Professor Fitoussi, è giusto tassare i patrimoni?
«È giusto far pagare le imposte secondo le capacità contributive di ognuno, dunque far pagare di più chi è più fortunato. Il problema è sapere come procedere. In Francia, l’imposta sulla fortuna è essenzialmente un’imposta immobiliare, poiché sono esclusi dal calcolo lo strumento di lavoro, cioè l’azienda, e le opere d’arte. E con il recente aumento delle aliquote si pone la questione di sapere se la tassazione globale (redditi da lavoro e finanziari, patrimonio) non superi il 100 per cento del reddito di un contribuente.
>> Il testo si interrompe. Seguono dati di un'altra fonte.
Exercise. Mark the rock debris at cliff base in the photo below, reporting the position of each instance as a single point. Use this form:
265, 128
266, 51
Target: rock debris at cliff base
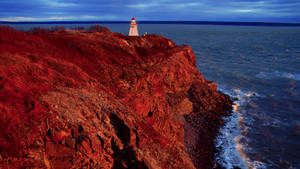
79, 99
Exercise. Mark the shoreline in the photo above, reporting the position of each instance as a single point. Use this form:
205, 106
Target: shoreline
103, 99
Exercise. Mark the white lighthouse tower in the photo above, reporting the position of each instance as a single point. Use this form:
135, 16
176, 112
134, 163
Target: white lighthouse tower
133, 28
Io avrei preferito un altro sistema».
Ci dia qualche idea: cosa immagina?
«Un’imposta supplementare sui redditi del patrimonio. Penso cioè che sui redditi prodotti dal patrimonio finanziario o immobiliare si dovrebbe far gravare una sovrattassa, che rimpiazzerebbe l’imposta patrimoniale. Ma la concezione di una imposta sulla ricchezza è molto complessa nel contesto europeo di forte concorrenza fiscale: una sovrattassa sui redditi da patrimonio, attuata in un solo paese, potrebbe spingere i più ricchi a spostarsi altrove».
Per il momento, dunque, la cosa migliore è imitare la Francia?
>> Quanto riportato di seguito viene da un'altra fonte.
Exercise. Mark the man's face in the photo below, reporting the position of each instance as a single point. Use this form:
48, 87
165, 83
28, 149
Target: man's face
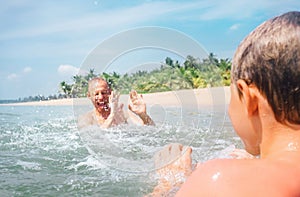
99, 95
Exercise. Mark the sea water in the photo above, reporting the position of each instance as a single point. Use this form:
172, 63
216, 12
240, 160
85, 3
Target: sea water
44, 154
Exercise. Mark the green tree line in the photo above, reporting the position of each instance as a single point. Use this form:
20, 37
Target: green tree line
193, 73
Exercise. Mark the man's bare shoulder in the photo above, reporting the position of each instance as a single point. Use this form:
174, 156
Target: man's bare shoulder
235, 177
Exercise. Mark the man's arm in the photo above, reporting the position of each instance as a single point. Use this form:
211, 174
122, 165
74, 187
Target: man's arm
138, 106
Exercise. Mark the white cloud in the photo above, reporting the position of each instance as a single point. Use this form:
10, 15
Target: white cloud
27, 69
12, 76
67, 70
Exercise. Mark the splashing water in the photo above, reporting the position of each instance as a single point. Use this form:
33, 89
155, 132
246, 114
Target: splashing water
43, 153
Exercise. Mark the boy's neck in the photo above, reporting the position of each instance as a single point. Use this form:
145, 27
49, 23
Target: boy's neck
280, 139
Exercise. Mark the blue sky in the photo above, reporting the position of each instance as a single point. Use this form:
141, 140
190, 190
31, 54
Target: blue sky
46, 42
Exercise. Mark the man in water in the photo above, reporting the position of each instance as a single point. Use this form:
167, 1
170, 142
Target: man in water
265, 112
107, 111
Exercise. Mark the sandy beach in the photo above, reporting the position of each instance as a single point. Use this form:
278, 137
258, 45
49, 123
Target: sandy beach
200, 97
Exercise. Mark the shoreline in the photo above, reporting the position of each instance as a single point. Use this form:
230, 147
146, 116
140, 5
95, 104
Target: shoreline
188, 97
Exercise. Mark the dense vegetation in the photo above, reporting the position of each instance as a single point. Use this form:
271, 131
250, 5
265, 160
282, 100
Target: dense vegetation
193, 73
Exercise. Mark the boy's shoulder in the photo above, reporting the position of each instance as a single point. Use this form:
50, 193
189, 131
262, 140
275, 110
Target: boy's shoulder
239, 177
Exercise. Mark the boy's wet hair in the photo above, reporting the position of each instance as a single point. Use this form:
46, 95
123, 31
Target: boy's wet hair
96, 79
269, 58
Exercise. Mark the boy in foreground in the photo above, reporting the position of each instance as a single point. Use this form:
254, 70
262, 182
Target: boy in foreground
107, 111
265, 112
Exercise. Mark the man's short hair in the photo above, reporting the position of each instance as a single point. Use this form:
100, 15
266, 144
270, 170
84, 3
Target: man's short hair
95, 79
269, 58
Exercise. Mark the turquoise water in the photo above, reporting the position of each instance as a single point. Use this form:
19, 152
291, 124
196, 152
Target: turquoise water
43, 153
«Se dovessi dare un consiglio all’Italia, direi di introdurre un’imposta sul patrimonio, anche se non è perfetta, ma a tassi molto moderati. E assicurandosi che il tasso globale d’imposizione non superi un certo livello, diciamo l’80 per cento dei redditi complessivi. Quando si elabora un’imposta sulla fortuna il diavolo sta nei dettagli, bisogna fare attenzione a tutti gli effetti perversi».
La patrimoniale può diventare una bandiera per il centro- sinistra?
«Certo, tanto più che il patrimonio è ripartito in Italia in maniera molto ineguale. Tassare il patrimonio è un elemento di giustizia fiscale e sociale. E poiché si sa che la proprietà non ha necessariamente origini molto pulite, e questo vale per il mondo intero, l’idea è ancor più legittima».
Eppure due leader europei di sinistra, Schroeder in Germania e Zapatero in Spagna, hanno soppresso la patrimoniale, che ormai esiste solo in Francia: non è diventata un’imposta d’altri tempi ?
«Schroeder e Zapatero l’hanno soppressa, è vero, ma ciò non vuol dire che abbiano avuto ragione o che si tratti di un’imposta d’altri tempi. Il problema è un altro: quando si crea una nuova imposta, si dovrebbe fare una vera riforma del sistema fiscale, in modo che la fiscalità sia chiara per tutti. Aggiungere tasse alle tasse, nel periodo attuale, non è la strategia migliore. Introdurre un’imposta patrimoniale per ridurre l’Irpef può essere una buona cosa, mentre introdurla e aumentare anche quella sul reddito vorrebbe dire esigere un po’ troppo dai contribuenti europei».
EINAUDI
Le ragioni le quali possono consigliare una imposta patrimoniale non sono di giustizia tributaria.
Sono ragioni politiche e psicologiche. Si vuole creare un ambiente di sacrificio nelle classi proprietarie e risparmiatrici, sicché le classi non proprietarie rimangano convinte che ai tributi sui consumi da esse prevalentemente pagati si contrappongono imposte sui patrimoni pagate dai ricchi? Si crede che all’uopo giovi più una imposta straordinaria pagata una volta tanto che un aumento alla imposta annua sul reddito?... Se questi scopi un governo crede seriamente di poter raggiungere; se esso è sicuro di riuscire a rimettere poi altrimenti il bilancio in pareggio così da potere realmente consacrare tutto il provento dell’imposta patrimoniale allo scopo di ridurre il debito pubblico a cifra meno formidabile, esso è giustificato nello stabilire il tributo.